Malift Air
| IATA | ICAO | Call sign |
| - | MLC | MALILA |
- Founded: 1995
- Ceased operations: 2009
- Hubs: N'Dolo Airport
- Fleet size: 3
- Headquarters: Kinshasa, Democratic Republic of the Congo

= Malift Air =

Airline of the Democratic Republic of the Congo

Malift Air was an airline based in Kinshasa, Democratic Republic of the Congo. It operated domestic passenger and cargo services from 1995 until 2009. Its main base was N'Dolo Airport, Kinshasa.

The airline was added to the List of air carriers banned in the European Union on 22 March 2006 but was removed again following the end of its operations on 22 November 2009.

==History==
The airline started operations in 1995 and was formerly known as Malila Airlift and ended operations in 2009.
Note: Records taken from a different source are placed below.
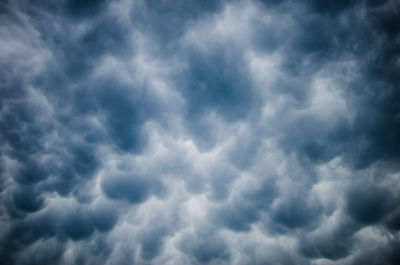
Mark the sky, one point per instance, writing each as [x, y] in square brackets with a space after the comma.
[171, 132]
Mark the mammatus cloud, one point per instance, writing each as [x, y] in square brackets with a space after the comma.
[199, 132]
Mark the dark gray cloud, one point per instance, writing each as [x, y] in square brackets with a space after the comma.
[199, 132]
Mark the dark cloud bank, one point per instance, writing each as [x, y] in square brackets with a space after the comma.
[200, 132]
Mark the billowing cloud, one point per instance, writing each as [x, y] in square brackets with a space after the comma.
[199, 132]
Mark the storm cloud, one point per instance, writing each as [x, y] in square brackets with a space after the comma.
[200, 132]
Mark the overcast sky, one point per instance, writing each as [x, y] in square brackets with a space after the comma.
[177, 132]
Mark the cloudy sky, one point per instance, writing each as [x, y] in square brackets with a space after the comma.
[217, 132]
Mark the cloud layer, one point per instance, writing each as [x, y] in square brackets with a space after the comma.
[200, 132]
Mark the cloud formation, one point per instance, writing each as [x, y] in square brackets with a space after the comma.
[199, 132]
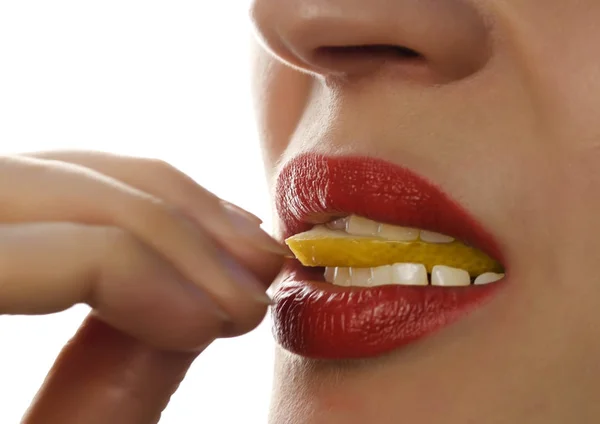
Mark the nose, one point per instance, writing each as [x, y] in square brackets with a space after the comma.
[443, 39]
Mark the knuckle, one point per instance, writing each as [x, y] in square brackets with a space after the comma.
[162, 169]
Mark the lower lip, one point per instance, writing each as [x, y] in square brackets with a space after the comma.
[316, 319]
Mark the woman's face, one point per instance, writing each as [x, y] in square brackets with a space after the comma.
[496, 104]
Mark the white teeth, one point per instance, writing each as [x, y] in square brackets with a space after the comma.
[381, 275]
[342, 277]
[409, 274]
[394, 232]
[431, 237]
[446, 276]
[487, 278]
[360, 226]
[337, 224]
[405, 274]
[330, 274]
[360, 277]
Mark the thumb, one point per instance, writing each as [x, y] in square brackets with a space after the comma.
[104, 376]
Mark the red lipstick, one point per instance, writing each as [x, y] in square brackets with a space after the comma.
[317, 319]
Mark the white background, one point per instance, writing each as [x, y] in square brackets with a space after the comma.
[163, 79]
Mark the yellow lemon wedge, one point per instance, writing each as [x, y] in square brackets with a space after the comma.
[322, 247]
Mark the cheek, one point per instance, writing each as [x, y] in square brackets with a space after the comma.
[280, 98]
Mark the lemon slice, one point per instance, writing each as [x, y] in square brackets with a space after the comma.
[323, 247]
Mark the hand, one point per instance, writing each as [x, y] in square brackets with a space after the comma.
[166, 266]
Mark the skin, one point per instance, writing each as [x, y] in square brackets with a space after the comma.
[166, 266]
[502, 115]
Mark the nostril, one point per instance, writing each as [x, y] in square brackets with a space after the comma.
[353, 59]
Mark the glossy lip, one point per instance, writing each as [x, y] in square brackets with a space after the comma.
[316, 319]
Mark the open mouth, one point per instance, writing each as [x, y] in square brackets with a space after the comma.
[358, 252]
[383, 258]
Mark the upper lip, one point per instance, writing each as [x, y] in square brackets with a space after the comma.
[313, 189]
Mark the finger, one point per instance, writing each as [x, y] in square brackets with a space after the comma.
[74, 193]
[103, 376]
[126, 282]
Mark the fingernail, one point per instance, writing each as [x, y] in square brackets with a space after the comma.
[241, 275]
[249, 228]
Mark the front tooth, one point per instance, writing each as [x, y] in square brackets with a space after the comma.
[342, 277]
[360, 277]
[431, 237]
[359, 226]
[487, 278]
[330, 274]
[409, 274]
[394, 232]
[381, 275]
[446, 276]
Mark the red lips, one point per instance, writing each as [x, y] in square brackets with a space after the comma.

==Accidents and incidents==
- 4 October 2007 - An Antonov An-26 cargo plane crashed into a busy market in the Congolese capital Kinshasa shortly after takeoff, killing 51 people.
- 18 July 2007 - An Antonov An-24 shortly after taking off from Bandundu Airport had an engine failure, lost altitude and crashed 8 km from Bandundu. Fortunately, the 2 crew and 8 passengers aboard all survived.

== Fleet ==
As of April 2019, the Malift Air fleet is stored and inactive in Kinshasa. The fleet included:

- 1 – Antonov An-28
- 1 – Antonov An-32
- 1 – Britten-Norman BN-2 Islander

In 2003, an An-24RV bearing Malila livery and registration number EW-46498 was photographed stored at Minsk. It was still there in May 2005, but by that time it was missing its starboard propeller.